We have patterns. Patterns we
would like to hide, unacknowledged, cover up, mask. Patterns in relationships, patterns in our emotions,
patterns in our self-governing, in our thoughts. In my own life I am beginning
to see them as the sin that they are.
They are the things that make me snap when I am busy. The things that
make me judge, blame in my closest relationships. They are the words I don’t say that conceal
resentment and invite it to nest in my heart.
They are the anxiousness that floods right under the paper-thin surface
of my outside presentation, that push me to distract and power-through
unattended.
“Every broken place that has not been healed and transformed in God’s
presence is a hard edge of our personality that slices and dices other people
when they bump up against it” (Barton, 2010)
This revealing of patterns, the calling out of that which is just so
“not working” in our lives, is in good timing.
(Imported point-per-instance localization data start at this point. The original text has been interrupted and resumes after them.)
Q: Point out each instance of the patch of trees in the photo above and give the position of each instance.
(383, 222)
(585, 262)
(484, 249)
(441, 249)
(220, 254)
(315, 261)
We are on the threshold of Lent.
Ruth Haley Barton says this in a
recent blog post: “I want to enter into Lent in a way that has meaning and will change me
somewhere deep inside where it matters. I don’t want to just “give up
chocolate for Lent” because I like chocolate and God is the curmudgeon in the
sky who wants to keep it from me. I want to enter into Lenten disciplines
that correspond to the places in my life that cry out for deeper levels of
transformation. Oh God, let something essential happen to me.”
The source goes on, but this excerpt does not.